Looking through the eye-hole of the black, Canon XF300 video camera, I’m focused on Sister Mary Wendlen. I zoom out to an office with low ceilings. I can smell instant coffee.

Brennan behind the camera for the Nuns on the Bus documentary.

Sister Mary translates for our small crew that Su Casa, a Catholic Charities initiative for Cincinnati’s Latino community, is buzzing today with rumors that the U.S. Supreme Court’s decision on Arizona v. United States is expected. Seconds later, I pull a vibrating iPhone out of my back pocket to see I have a breaking news notification from my New York Times app. As I read the headline out loud, “Blocking Parts of Arizona Law, Justices Allow Its Centerpiece,” the focus shifts to me, an intern behind the lens.

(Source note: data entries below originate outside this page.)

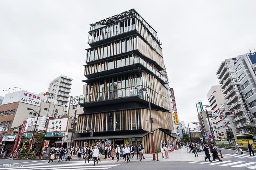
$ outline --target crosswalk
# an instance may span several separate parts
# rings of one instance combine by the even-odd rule
[[[256,156],[250,156],[249,154],[244,154],[243,155],[237,154],[225,154],[229,156],[232,156],[234,157],[239,158],[245,158],[245,159],[239,159],[239,161],[233,161],[228,160],[223,160],[222,161],[217,161],[216,162],[209,162],[207,160],[205,161],[194,161],[189,162],[192,163],[197,163],[198,164],[206,164],[210,165],[217,165],[223,167],[230,166],[234,168],[244,168],[246,169],[256,169],[256,160],[255,157]]]
[[[105,170],[108,168],[126,163],[124,162],[112,162],[112,161],[103,161],[98,163],[97,165],[94,166],[93,161],[90,161],[88,163],[85,161],[71,161],[61,162],[54,161],[53,162],[38,163],[35,164],[26,165],[24,166],[16,166],[13,164],[9,167],[5,167],[0,168],[0,170],[78,170],[81,169],[101,170]],[[12,166],[11,165],[13,165]]]

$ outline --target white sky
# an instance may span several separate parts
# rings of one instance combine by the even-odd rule
[[[15,86],[46,92],[63,74],[73,78],[71,95],[81,95],[89,24],[134,8],[158,32],[180,121],[197,121],[195,103],[208,104],[221,62],[256,49],[255,6],[252,0],[1,0],[0,96]]]

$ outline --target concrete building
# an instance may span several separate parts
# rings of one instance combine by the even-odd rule
[[[50,83],[48,92],[52,98],[57,100],[57,105],[68,106],[72,80],[70,77],[62,75]]]
[[[235,113],[232,121],[236,135],[248,133],[245,128],[248,124],[255,126],[255,78],[252,68],[255,63],[252,64],[250,56],[248,54],[227,59],[221,62],[216,72],[224,99],[227,100],[227,111]]]
[[[151,148],[150,100],[156,150],[176,140],[167,78],[157,32],[134,9],[90,24],[83,114],[75,139],[84,142]],[[93,130],[93,137],[90,132]],[[175,143],[174,142],[174,143]],[[135,149],[136,150],[136,149]]]

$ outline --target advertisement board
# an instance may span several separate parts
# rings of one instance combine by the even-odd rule
[[[83,103],[83,95],[72,97],[70,100],[70,106],[78,104],[79,103]]]
[[[46,132],[66,131],[69,118],[65,117],[49,119]]]
[[[2,105],[20,102],[39,106],[41,97],[41,96],[38,94],[21,90],[6,94]]]
[[[177,111],[174,111],[174,119],[175,119],[175,124],[179,124],[179,118],[178,117],[178,112],[177,112]]]

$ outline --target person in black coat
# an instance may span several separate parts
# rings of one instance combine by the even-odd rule
[[[52,161],[52,162],[53,162],[53,160],[51,159],[51,156],[53,154],[54,155],[55,153],[55,152],[54,151],[53,149],[52,148],[52,149],[51,150],[51,152],[48,155],[48,156],[50,156],[50,159],[49,160],[49,162],[48,162],[48,163],[50,163],[50,161],[51,160]]]
[[[64,151],[63,150],[63,148],[61,148],[60,151],[60,158],[59,159],[58,162],[60,162],[61,159],[61,161],[62,161],[62,156],[63,154],[64,154]]]
[[[209,146],[207,145],[207,143],[204,143],[204,154],[205,155],[206,157],[204,158],[204,160],[206,161],[206,160],[207,158],[209,160],[209,162],[212,162],[211,160],[211,158],[210,158],[210,153],[209,152]]]
[[[251,144],[250,144],[250,142],[248,141],[248,144],[247,144],[247,146],[248,147],[248,150],[249,150],[249,151],[250,152],[250,156],[251,157],[252,157],[251,155],[251,152],[253,152],[253,155],[254,156],[255,156],[254,155],[254,152],[253,151],[253,148],[251,148]]]

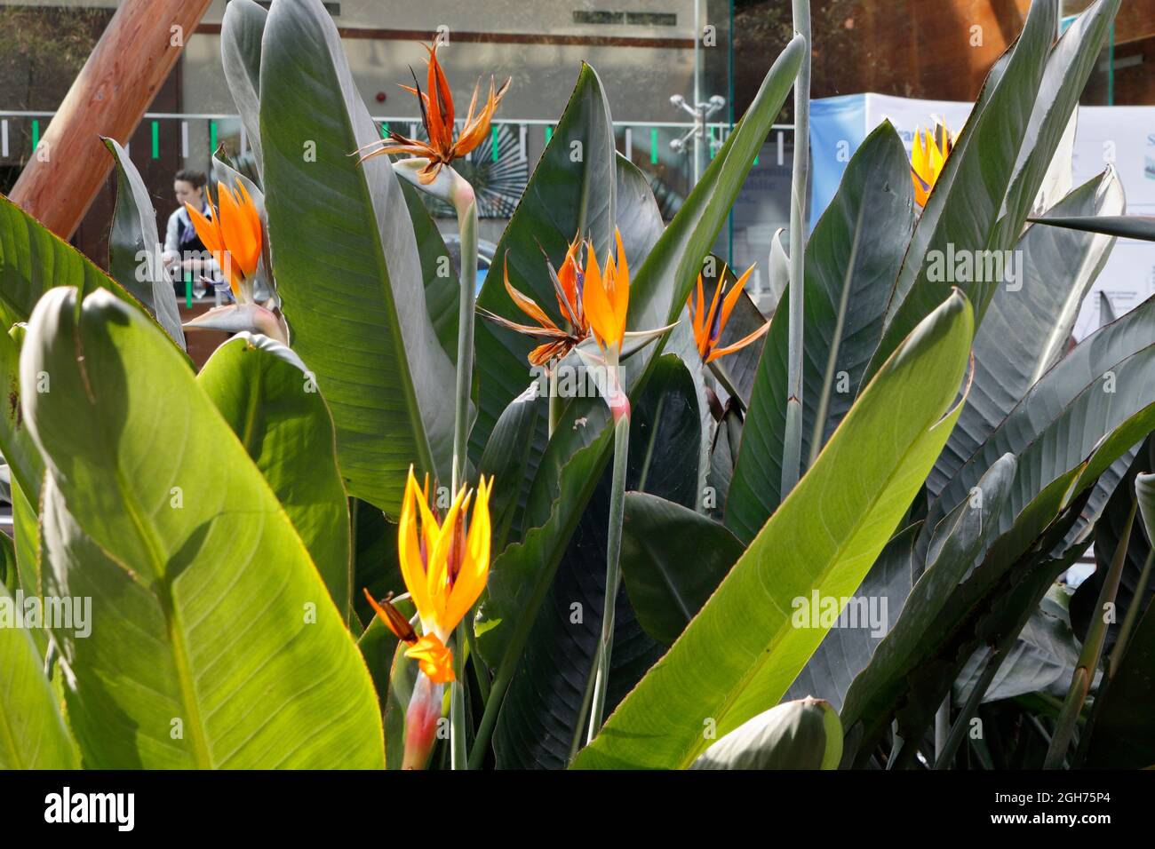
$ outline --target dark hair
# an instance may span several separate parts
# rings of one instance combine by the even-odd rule
[[[194,171],[191,167],[182,167],[177,172],[173,180],[184,180],[185,183],[191,183],[193,188],[203,188],[204,184],[209,181],[209,178],[204,176],[203,171]]]

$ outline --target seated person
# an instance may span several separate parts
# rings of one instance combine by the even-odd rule
[[[177,195],[177,210],[169,216],[169,225],[164,234],[164,267],[172,280],[173,291],[182,299],[186,291],[186,280],[194,284],[201,277],[208,277],[214,283],[221,278],[216,262],[204,248],[196,229],[188,217],[185,203],[200,209],[206,217],[213,217],[213,207],[206,198],[208,180],[200,171],[182,169],[173,179],[172,191]],[[201,289],[200,285],[196,286]]]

We move out to a hallway that is aligned with finger paintings of houses and families that summer school kids had taped to the wall. The camera’s rolling. We ask Su Casa’s employment coordinator Jose Francisco Echeverria what he thinks of the decision to uphold what critics call the “show me your papers” provision.

“Your color condemns you. They see you’re Latino, they stop you and try to make you guilty of something, they walk around your car, check for your break lights, your lights, your windshield, or anything, cracks, whatever to make you fall in the hole,” he says. “Once you fall in the hole, they ask you for your documents, and they start.”

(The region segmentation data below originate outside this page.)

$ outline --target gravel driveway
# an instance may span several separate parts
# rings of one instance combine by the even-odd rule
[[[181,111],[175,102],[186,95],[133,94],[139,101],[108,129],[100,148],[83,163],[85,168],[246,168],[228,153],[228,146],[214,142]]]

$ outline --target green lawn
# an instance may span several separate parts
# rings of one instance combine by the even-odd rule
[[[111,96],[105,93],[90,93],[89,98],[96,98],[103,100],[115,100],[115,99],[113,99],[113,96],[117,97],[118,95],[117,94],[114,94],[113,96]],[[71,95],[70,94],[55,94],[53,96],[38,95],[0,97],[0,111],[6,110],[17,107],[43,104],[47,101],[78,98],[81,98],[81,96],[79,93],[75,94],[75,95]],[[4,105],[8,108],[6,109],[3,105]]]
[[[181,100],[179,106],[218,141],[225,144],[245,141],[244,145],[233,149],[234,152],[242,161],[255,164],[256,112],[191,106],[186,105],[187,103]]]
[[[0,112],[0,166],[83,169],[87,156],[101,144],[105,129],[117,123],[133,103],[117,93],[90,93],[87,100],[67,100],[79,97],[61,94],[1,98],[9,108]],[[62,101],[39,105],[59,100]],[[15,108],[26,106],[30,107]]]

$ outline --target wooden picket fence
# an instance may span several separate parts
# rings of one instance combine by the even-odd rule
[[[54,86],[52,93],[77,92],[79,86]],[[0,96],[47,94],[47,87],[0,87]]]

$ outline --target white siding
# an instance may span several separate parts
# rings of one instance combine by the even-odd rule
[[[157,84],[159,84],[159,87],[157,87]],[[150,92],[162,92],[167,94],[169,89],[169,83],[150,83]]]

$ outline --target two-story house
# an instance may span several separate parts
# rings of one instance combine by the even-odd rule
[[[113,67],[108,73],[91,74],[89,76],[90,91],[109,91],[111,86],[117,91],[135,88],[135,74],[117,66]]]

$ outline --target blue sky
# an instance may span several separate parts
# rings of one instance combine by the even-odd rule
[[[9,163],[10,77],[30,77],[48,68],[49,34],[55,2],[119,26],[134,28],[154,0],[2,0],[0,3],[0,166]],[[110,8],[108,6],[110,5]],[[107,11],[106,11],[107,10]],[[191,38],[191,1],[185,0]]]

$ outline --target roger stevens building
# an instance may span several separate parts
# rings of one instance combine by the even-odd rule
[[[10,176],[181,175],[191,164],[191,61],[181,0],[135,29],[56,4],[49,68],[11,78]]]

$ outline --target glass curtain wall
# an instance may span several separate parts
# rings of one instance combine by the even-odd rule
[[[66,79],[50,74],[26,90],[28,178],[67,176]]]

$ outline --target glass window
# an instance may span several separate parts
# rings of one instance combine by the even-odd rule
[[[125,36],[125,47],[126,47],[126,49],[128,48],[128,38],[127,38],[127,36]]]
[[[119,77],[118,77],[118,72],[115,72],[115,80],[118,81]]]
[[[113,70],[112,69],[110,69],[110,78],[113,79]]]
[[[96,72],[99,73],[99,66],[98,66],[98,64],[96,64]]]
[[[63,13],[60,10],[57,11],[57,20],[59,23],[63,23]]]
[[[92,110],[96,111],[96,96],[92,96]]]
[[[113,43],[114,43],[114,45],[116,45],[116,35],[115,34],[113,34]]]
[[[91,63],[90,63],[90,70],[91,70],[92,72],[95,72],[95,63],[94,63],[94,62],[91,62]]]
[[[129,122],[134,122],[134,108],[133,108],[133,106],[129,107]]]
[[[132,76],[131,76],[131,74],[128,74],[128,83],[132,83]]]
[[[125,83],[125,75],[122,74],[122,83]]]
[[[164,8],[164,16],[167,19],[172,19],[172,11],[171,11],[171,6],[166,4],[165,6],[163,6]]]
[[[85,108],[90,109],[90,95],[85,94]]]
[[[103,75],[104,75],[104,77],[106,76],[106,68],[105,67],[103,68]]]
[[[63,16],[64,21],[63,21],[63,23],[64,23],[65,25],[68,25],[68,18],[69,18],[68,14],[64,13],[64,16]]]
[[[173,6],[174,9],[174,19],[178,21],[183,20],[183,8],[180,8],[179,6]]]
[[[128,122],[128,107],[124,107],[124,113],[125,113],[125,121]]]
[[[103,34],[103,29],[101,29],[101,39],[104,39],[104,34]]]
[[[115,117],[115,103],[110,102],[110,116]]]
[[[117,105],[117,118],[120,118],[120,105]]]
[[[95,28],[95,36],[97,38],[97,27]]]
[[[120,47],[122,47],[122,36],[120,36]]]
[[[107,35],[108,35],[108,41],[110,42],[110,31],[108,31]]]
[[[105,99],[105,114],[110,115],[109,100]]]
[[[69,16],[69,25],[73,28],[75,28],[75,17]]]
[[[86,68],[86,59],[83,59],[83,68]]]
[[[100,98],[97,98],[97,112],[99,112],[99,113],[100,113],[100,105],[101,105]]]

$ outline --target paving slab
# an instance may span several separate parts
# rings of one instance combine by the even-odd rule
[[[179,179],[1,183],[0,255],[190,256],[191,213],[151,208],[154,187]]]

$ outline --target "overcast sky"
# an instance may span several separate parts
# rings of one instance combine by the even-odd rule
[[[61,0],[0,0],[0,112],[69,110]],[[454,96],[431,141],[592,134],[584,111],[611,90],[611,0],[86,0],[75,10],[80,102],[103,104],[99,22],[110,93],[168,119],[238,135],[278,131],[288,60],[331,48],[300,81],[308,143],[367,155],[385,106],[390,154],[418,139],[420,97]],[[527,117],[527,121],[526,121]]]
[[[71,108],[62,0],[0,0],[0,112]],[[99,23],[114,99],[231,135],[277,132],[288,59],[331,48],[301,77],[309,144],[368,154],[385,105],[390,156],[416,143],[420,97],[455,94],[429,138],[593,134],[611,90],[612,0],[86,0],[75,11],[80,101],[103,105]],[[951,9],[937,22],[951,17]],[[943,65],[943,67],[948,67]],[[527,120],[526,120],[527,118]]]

Holding back tears, Echeverria describes on camera a memory of being pulled over and interrogated by police on his way to a job interview. He reenacts his interaction with the officer, who questioned him for driving through the town of Hamilton, Ohio.

He recalls saying, “I’m going for a job interview… like 45 minutes from my house.”

The cop tells him, “Well there’s a lot of jobs in your area, so what are you doing here?”

“So he went back to the car, and like 15 minutes later he just threw my license on the dashboard and said ‘you can go,’” Echeverria recounts. “Five minutes later, down the road, there was another cop, another sheriff, and he stopped me,” he says.

Then Echeverria says a third officer pulled him over, asking for his license. “A third?” I ask. He sticks by his story.

That officer also let him go, but followed him to his interview. He was 20 minutes late and didn’t get the job.

Supporters in Janesville, Wisconsin

Our trip to Su Casa was an unexpected detour from a three-week summer road trip documenting a group of politically-involved nuns who were driving across the country for Nuns on the Bus, a campaign sponsored by Network, a Catholic Social Justice Lobby.  We shot footage of the nuns as they beat down the doors of lawmakers who had voted for the House Republican budget that was authored by Wisconsin Rep. Paul Ryan who would later become the GOP candidate for Vice-President. And we shot footage of them as they touched the lives of people who were served by social welfare programs, such as Su Casa.

What I would remember most was the impromptu reaction we captured of Echeverria as he received word of the Supreme Court’s decision in Arizona v. United States. The Court’s decision was mostly favorable to undocumented immigrants but for him, the decision to uphold the provision that continues to allow police to check the immigration status of people during traffic stops brought back the feeling  of being unwelcome in the place he calls home.

I ate a lot of fast food during those three weeks on the road from Des Moines to Washington D.C. I sensed that America is a truly accepting place, catering to all types of people and palates. But I can’t escape the unsettling feeling in my stomach that I traveled more than 2,000 miles and I wasn’t pulled over once.